Using Personal Access Tokens (PATs)

A Personal Access Token (PAT) can serve as a secure alternative to password authentication. Here's how you can use a PAT for cloning a repository and other Git operations:
  1. Generate a Personal Access Token:
    • Go to your Git hosting service's settings (e.g., GitHub, GitLab, Bitbucket).
    • Find the section for creating a PAT, which is usually under Developer Settings or Access Tokens.
    • Select the scopes or permissions you want the token to have. For cloning a private repository, you usually need "repo" or equivalent permissions.
    • Generate the token and make sure to copy it; you won't be able to see it again.
  2. Use the PAT as Your Password: When cloning a repository or when prompted for your username and password during Git operations, use your username as normal, but use the PAT as your password.
For example, when cloning a repository using HTTPS:
git clone
When prompted for a username, enter your GitHub (or respective service) username. When prompted for a password, enter the PAT you generated instead of your account password.

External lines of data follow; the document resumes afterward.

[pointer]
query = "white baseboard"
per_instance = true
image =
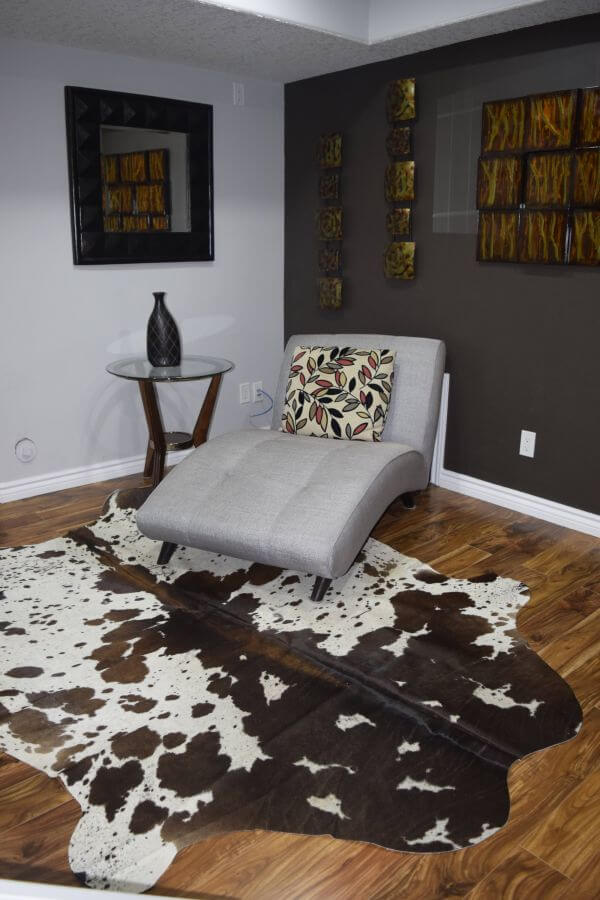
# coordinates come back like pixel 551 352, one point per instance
pixel 510 498
pixel 538 507
pixel 58 481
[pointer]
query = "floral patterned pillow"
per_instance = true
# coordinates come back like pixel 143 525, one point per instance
pixel 338 392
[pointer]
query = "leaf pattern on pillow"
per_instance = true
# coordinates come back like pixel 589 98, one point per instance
pixel 338 392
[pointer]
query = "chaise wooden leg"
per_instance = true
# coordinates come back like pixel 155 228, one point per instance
pixel 320 588
pixel 166 552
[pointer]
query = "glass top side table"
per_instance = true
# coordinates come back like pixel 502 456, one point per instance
pixel 191 368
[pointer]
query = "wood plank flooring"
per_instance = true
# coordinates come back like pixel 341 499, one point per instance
pixel 550 847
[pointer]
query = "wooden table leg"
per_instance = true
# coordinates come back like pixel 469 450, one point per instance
pixel 149 460
pixel 155 455
pixel 206 413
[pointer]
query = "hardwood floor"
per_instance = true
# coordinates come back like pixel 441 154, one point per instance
pixel 550 846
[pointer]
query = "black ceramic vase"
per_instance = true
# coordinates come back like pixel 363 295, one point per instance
pixel 162 345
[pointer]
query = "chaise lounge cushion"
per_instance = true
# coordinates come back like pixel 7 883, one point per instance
pixel 265 496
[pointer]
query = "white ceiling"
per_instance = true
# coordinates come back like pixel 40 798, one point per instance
pixel 282 41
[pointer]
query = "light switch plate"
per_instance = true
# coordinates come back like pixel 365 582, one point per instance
pixel 527 447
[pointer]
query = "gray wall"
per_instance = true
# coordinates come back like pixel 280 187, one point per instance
pixel 62 324
pixel 522 340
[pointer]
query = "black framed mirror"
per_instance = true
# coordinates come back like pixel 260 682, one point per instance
pixel 140 178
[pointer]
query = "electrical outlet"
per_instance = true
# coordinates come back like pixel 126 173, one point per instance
pixel 527 447
pixel 239 98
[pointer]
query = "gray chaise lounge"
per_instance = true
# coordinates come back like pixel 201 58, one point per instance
pixel 303 503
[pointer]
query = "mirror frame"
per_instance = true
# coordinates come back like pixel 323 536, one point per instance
pixel 87 110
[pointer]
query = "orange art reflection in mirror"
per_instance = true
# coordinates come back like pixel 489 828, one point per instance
pixel 503 126
pixel 551 120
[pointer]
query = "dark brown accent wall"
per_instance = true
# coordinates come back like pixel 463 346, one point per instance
pixel 523 341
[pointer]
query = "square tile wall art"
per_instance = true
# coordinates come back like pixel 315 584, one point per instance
pixel 497 236
pixel 585 238
pixel 330 259
pixel 397 221
pixel 329 187
pixel 399 260
pixel 329 151
pixel 401 100
pixel 587 178
pixel 550 121
pixel 548 179
pixel 540 156
pixel 589 118
pixel 330 293
pixel 499 182
pixel 542 236
pixel 503 126
pixel 329 220
pixel 329 223
pixel 135 186
pixel 400 181
pixel 399 141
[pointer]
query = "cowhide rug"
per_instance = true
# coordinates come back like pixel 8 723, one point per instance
pixel 212 695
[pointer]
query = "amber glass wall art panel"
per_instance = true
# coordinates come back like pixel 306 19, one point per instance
pixel 159 223
pixel 542 237
pixel 157 165
pixel 503 126
pixel 112 223
pixel 497 236
pixel 399 260
pixel 586 190
pixel 135 223
pixel 329 151
pixel 398 221
pixel 585 238
pixel 330 259
pixel 330 293
pixel 589 120
pixel 401 100
pixel 329 223
pixel 133 167
pixel 118 198
pixel 548 179
pixel 329 187
pixel 400 181
pixel 499 182
pixel 151 198
pixel 110 169
pixel 550 121
pixel 398 141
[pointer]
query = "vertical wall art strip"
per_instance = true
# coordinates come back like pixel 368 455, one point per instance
pixel 399 257
pixel 329 221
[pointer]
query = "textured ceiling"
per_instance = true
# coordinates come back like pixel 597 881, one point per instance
pixel 213 37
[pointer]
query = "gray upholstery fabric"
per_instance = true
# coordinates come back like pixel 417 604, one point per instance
pixel 302 503
pixel 418 370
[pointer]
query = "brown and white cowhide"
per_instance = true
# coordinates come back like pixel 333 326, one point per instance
pixel 212 695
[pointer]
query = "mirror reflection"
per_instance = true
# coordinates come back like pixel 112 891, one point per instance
pixel 145 185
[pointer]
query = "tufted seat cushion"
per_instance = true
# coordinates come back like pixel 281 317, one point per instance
pixel 302 503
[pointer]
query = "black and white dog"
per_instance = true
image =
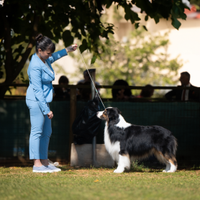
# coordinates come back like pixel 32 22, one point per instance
pixel 126 142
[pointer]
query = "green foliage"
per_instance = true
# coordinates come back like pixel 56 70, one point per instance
pixel 141 60
pixel 22 20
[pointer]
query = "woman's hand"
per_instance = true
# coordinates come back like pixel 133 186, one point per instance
pixel 71 48
pixel 50 115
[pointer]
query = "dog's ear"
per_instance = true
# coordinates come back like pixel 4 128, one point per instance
pixel 119 112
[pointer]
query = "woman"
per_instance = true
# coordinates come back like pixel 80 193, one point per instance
pixel 39 95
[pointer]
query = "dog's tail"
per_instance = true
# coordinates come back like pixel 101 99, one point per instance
pixel 172 146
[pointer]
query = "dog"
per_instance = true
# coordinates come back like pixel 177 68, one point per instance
pixel 127 142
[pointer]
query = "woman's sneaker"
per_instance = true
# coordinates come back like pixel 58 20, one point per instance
pixel 42 169
pixel 53 168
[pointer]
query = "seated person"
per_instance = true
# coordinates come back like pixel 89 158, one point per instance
pixel 121 94
pixel 147 92
pixel 62 92
pixel 85 94
pixel 183 95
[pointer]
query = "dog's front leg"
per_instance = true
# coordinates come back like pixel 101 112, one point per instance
pixel 124 162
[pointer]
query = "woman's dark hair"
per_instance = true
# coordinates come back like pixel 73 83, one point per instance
pixel 63 79
pixel 44 43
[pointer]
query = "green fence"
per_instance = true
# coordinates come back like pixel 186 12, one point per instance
pixel 182 118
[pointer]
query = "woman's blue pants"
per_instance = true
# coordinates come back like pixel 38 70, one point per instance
pixel 40 132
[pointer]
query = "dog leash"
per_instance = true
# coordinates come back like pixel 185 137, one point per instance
pixel 97 93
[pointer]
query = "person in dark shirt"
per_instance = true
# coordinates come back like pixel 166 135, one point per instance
pixel 186 94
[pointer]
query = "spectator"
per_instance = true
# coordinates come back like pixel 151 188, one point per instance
pixel 121 94
pixel 86 76
pixel 62 92
pixel 147 92
pixel 183 95
pixel 85 93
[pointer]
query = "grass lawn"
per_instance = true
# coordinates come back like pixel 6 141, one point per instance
pixel 92 184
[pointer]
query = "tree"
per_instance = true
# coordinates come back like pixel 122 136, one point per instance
pixel 22 20
pixel 141 59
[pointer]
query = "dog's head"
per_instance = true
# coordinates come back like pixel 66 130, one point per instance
pixel 109 114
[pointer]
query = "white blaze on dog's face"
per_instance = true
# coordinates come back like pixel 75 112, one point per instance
pixel 108 114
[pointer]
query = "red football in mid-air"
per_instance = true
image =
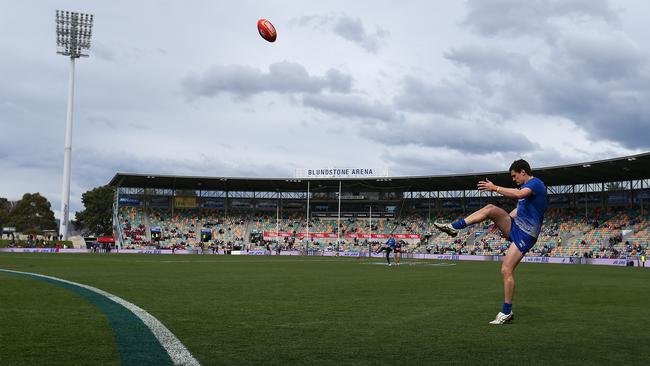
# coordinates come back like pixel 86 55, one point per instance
pixel 267 30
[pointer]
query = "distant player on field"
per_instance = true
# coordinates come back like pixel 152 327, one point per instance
pixel 521 226
pixel 398 252
pixel 388 247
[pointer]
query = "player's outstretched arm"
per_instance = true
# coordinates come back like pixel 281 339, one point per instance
pixel 487 186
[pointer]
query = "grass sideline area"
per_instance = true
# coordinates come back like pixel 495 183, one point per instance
pixel 238 310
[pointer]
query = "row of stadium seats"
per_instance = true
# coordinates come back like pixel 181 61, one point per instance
pixel 604 233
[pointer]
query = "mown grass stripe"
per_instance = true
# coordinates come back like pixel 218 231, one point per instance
pixel 141 338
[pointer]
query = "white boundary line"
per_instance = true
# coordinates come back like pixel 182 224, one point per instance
pixel 176 350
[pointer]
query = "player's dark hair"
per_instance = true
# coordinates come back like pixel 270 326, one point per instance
pixel 519 165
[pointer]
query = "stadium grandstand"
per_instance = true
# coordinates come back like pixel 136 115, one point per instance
pixel 596 210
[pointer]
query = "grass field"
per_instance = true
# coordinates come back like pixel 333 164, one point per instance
pixel 327 311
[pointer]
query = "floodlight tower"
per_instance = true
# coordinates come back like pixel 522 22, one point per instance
pixel 73 31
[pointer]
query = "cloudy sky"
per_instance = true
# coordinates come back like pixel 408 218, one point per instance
pixel 418 87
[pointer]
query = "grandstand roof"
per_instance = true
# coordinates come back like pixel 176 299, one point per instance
pixel 627 168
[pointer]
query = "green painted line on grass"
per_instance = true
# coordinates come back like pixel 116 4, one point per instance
pixel 141 339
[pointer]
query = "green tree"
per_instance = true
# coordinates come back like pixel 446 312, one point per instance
pixel 97 216
pixel 33 213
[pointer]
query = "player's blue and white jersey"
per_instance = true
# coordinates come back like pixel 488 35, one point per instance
pixel 391 243
pixel 531 210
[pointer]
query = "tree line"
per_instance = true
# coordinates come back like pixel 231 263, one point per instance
pixel 33 214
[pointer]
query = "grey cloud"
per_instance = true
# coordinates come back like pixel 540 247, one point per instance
pixel 447 98
pixel 534 17
pixel 349 106
pixel 467 136
pixel 348 28
pixel 245 81
pixel 590 73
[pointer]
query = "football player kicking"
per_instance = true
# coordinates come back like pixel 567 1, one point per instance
pixel 521 226
pixel 388 247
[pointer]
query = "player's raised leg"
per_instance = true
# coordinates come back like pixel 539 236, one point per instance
pixel 498 215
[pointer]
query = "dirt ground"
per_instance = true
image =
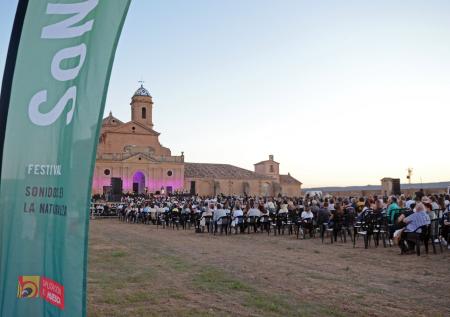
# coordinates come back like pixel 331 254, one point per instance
pixel 139 270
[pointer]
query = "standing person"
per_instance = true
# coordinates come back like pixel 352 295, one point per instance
pixel 414 222
pixel 446 228
pixel 393 210
pixel 307 220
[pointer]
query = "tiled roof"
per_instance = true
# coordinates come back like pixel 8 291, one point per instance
pixel 417 186
pixel 219 171
pixel 288 179
pixel 111 120
pixel 271 161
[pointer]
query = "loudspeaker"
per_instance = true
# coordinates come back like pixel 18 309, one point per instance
pixel 116 185
pixel 396 186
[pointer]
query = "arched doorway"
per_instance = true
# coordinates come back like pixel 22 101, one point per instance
pixel 138 182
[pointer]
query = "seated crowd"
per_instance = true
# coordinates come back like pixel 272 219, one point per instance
pixel 396 217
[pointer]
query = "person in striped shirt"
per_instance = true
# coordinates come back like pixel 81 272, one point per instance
pixel 414 222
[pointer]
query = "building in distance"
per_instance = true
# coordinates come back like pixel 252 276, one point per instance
pixel 130 158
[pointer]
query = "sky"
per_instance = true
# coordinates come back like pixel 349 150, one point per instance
pixel 340 92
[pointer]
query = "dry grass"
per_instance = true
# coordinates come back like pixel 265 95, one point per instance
pixel 137 270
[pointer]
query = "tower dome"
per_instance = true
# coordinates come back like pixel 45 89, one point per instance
pixel 142 92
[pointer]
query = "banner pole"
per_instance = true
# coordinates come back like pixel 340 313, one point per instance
pixel 8 73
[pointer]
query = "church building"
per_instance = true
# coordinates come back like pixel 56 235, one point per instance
pixel 130 158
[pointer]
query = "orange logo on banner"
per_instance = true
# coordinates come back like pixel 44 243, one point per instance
pixel 28 286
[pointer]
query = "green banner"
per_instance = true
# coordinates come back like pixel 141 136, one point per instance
pixel 60 60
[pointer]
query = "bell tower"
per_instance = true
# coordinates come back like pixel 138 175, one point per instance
pixel 142 107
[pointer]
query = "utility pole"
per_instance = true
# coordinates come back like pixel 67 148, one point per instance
pixel 408 177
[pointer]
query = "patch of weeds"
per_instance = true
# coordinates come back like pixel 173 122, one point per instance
pixel 118 254
pixel 215 280
pixel 138 296
pixel 267 303
pixel 175 263
pixel 111 299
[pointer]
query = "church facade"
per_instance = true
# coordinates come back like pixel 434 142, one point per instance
pixel 131 158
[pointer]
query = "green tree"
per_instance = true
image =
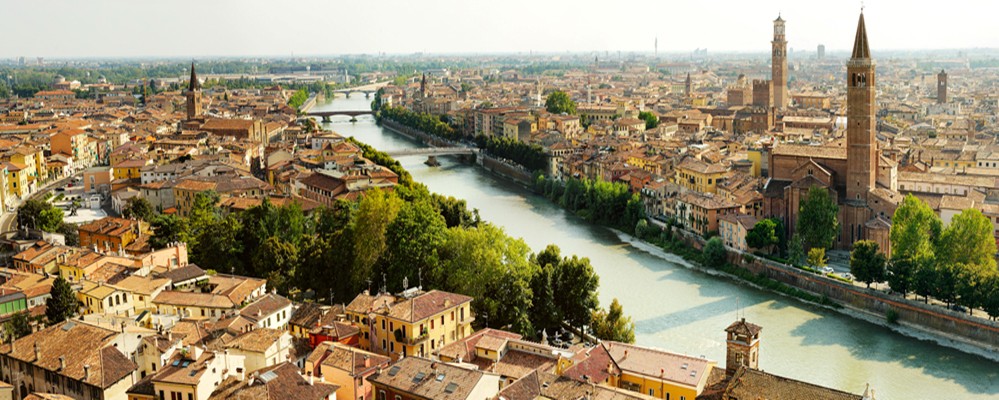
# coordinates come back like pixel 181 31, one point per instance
pixel 62 304
pixel 817 257
pixel 219 245
pixel 915 230
pixel 796 250
pixel 651 120
pixel 576 284
pixel 900 275
pixel 138 207
pixel 413 239
pixel 968 240
pixel 374 214
pixel 544 313
pixel 867 264
pixel 18 326
pixel 279 259
pixel 559 102
pixel 167 228
pixel 818 221
pixel 611 324
pixel 714 253
pixel 763 235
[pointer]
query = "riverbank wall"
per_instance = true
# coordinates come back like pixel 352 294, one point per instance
pixel 909 317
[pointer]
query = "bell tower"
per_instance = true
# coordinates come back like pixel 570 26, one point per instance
pixel 779 65
pixel 942 87
pixel 193 96
pixel 742 346
pixel 861 124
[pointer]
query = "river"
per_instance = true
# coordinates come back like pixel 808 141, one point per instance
pixel 686 311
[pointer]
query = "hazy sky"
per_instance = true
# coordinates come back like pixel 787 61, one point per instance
pixel 114 28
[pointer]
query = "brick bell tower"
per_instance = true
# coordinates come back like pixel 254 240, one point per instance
pixel 779 65
pixel 861 124
pixel 742 346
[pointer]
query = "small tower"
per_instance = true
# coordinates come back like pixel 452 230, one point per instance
pixel 779 65
pixel 743 346
pixel 193 96
pixel 423 87
pixel 687 86
pixel 942 87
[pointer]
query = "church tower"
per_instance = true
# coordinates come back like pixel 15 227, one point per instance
pixel 779 65
pixel 742 346
pixel 194 110
pixel 942 87
pixel 861 125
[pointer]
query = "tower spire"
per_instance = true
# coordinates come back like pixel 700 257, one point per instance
pixel 861 50
pixel 193 84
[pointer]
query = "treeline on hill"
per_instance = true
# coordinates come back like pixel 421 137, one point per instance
pixel 599 201
pixel 529 156
pixel 387 238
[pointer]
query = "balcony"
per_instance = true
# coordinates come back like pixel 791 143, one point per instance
pixel 401 337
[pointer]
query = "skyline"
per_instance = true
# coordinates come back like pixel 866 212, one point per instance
pixel 252 28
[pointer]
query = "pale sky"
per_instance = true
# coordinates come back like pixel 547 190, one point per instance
pixel 198 28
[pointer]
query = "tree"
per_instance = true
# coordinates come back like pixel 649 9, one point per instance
pixel 167 228
pixel 900 275
pixel 915 230
pixel 714 253
pixel 763 235
pixel 651 120
pixel 70 233
pixel 575 284
pixel 138 207
pixel 867 264
pixel 18 326
pixel 818 219
pixel 276 260
pixel 817 257
pixel 611 324
pixel 968 240
pixel 374 214
pixel 412 242
pixel 558 102
pixel 62 304
pixel 796 250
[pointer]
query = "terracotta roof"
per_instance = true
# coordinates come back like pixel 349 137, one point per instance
pixel 264 307
pixel 278 382
pixel 257 340
pixel 80 345
pixel 659 364
pixel 192 299
pixel 428 379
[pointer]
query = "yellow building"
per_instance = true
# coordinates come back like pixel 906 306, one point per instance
pixel 17 180
pixel 413 324
pixel 699 176
pixel 337 363
pixel 658 373
pixel 129 169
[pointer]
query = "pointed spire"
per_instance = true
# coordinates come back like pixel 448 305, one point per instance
pixel 861 50
pixel 193 84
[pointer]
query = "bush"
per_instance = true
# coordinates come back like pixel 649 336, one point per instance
pixel 714 253
pixel 891 316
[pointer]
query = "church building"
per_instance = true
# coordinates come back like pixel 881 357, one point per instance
pixel 853 170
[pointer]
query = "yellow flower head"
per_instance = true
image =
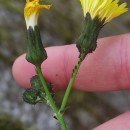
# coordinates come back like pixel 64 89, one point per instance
pixel 31 12
pixel 103 9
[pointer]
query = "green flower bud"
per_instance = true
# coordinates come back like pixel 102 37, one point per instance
pixel 87 41
pixel 36 53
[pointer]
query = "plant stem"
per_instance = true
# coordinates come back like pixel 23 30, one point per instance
pixel 50 100
pixel 68 90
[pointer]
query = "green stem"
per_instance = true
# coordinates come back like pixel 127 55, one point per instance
pixel 68 90
pixel 50 100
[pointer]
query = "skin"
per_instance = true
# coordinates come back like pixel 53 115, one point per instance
pixel 106 69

Configuring Git to Store the PAT

To avoid entering the PAT every time, you can use a credential helper to store your credentials securely. Git has support for credential helpers that store your tokens securely in your system's keychain. To use a credential helper with Git:
git config --global credential.helper store
Or, for a more secure storage option that integrates with your system's keychain:
  • On macOS:
    git config --global credential.helper osxkeychain
  • On Windows:
    git config --global credential.helper wincred
  • On Linux, you might use libsecret:
    git config --global credential.helper '/usr/share/doc/git/contrib/credential/libsecret/git-credential-libsecret'
After setting up the credential helper, the first time you access a repository, Git will ask for your username and PAT. It will then store them securely and automatically use them for future Git operations.


By using a PAT and configuring Git to remember it securely, you effectively bypass the need for password authentication for your Git operations without compromising security. This approach is recommended over trying to use username and password authentication, especially since the latter is being phased out due to security concerns.